[OCI]First principles:クラウドのスケールをシュリンクラップ (2020/12/01)
First principles:クラウドのスケールをシュリンクラップ (2020/12/01)
https://blogs.oracle.com/cloud-infrastructure/shrink-wrap-the-cloud-scale
投稿者:Pradeep Vincent | VP & Architect, Architecture Initiatives, OCI Development Leadership
Oracle Dedicated Region Cloud@Customerの登場により、お客様は、オンプレミスで提供される完全に管理された機能満載のクラウド・リージョンを手に入れることができます。
このリージョンにより、顧客は業界をリードするクラウド・インフラストラクチャ上で、最も要求の厳しいレイテンシーとデータ常駐の要件を満たすことができます。
ガートナー社の Lydia Leong氏が述べているように、顧客が本当に求めていると考えるものをこれまでに提供した企業はありませんでした。
- 顧客が選択したロケーション
- シングルテナント。他の顧客がハードウェアやサービスを共有することはなく、環境内にとどまることが保証されています。
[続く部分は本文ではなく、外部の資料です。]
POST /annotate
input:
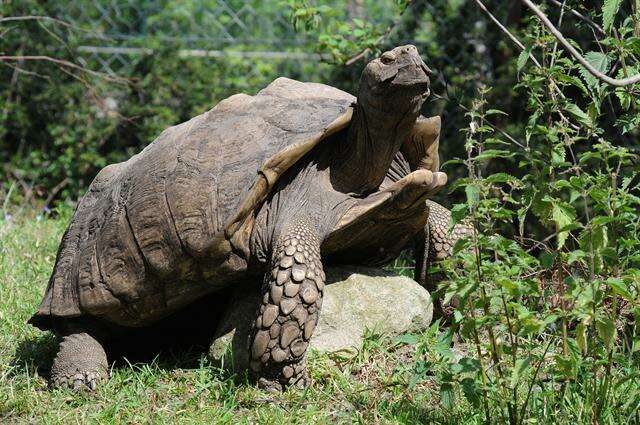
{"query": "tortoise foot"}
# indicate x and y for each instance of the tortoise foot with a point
(81, 363)
(292, 298)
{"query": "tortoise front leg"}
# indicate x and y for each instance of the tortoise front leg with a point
(436, 244)
(292, 298)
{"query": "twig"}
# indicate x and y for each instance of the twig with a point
(576, 55)
(494, 127)
(579, 15)
(506, 31)
(533, 59)
(67, 64)
(355, 58)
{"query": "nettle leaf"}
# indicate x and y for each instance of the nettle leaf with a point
(501, 178)
(521, 366)
(620, 287)
(473, 195)
(563, 215)
(447, 395)
(581, 336)
(493, 153)
(495, 112)
(459, 212)
(609, 11)
(599, 61)
(606, 329)
(578, 114)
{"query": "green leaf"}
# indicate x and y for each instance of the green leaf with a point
(547, 259)
(473, 195)
(578, 114)
(581, 336)
(471, 391)
(599, 61)
(563, 215)
(407, 339)
(501, 178)
(607, 330)
(459, 212)
(575, 256)
(620, 287)
(493, 153)
(446, 395)
(521, 366)
(609, 11)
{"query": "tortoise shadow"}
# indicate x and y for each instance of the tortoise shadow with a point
(179, 341)
(34, 355)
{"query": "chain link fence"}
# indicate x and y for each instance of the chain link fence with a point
(116, 33)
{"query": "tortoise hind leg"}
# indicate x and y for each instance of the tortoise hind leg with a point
(81, 362)
(292, 298)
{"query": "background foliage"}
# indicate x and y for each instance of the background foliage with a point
(544, 298)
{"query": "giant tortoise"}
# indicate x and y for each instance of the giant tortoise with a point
(265, 187)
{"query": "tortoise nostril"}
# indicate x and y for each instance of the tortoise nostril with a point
(387, 58)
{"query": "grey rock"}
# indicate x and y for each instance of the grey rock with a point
(356, 299)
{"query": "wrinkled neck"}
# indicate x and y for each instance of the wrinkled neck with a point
(374, 138)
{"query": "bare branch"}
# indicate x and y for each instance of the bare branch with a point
(67, 64)
(506, 31)
(579, 15)
(577, 56)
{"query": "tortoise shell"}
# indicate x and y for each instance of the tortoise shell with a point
(171, 224)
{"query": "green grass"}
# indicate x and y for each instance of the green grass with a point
(182, 387)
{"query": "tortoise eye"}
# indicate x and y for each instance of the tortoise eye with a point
(387, 58)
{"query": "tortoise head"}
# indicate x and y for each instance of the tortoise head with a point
(396, 83)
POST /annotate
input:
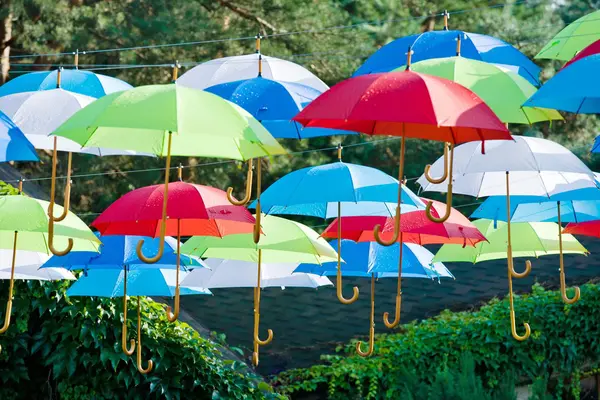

- コントロール・プレーンとポータルやAPIエンドポイントなどのプライベート・セルフサービス・インターフェースが分離されており、パブリック・クラウドのコントロール・プレーンへのテザリングや依存がなく、セルフサービス・インターフェースがインターネットにさらされることもありません。
- パブリッククラウドと同じ価格モデルでサービスとして提供。最低限のコミットメントを満たせば、パブリッククラウドよりも割高になることはありません。
- インフラやプラットフォームを含むプロバイダのサービスをサービスとして提供する場合は、プロバイダのパブリックリージョンで公開されている方法とすべて同じです。
Dedicated Region Cloud@Customer は、現在および将来のすべてのクラウドサービス、
可用性、パフォーマンス、管理の SLA、同じ API、およびパブリッククラウドリージョンで利用可能な回復力と運用機能を提供します。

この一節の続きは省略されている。